Both the simulated model and the physical limestone proved to behave in a similar manner. The fluid flow results were found to be in very good agreement with the laboratory observations in terms of the fracture pattern and the geo-mechanical behaviour, showing that the sample fails under 32.3 MPa, very close to the failure point measured during the laboratory test and close to the UCS strength of the sample.
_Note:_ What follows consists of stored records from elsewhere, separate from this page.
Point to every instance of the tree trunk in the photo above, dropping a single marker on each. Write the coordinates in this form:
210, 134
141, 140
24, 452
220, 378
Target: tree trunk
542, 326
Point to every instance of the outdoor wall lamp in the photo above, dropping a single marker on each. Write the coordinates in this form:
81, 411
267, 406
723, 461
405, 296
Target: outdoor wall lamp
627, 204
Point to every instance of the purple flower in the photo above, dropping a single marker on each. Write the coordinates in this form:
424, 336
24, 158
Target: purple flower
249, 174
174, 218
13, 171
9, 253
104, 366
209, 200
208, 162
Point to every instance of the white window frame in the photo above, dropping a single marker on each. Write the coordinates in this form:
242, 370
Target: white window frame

A series of similar tests on samples of different strengths were also performed, which is not presented for the sake of brevity. All the tests showed a similar behaviour. The maximum fluid pressure load for samples of high strength was almost identical to their UCS strength, while failure followed the same general pattern. The combination of all the results for samples of low and high strength, aims to provide a valuable outcome for EOR and/or EGR applications since it can contribute a further insight towards estimations of safe injection pressures in cases of reservoirs with known strength. The investigation of the fracturing process can also be useful not only to prevent failures that may lead to leakages but also to control fractures towards safer reservoir productivity.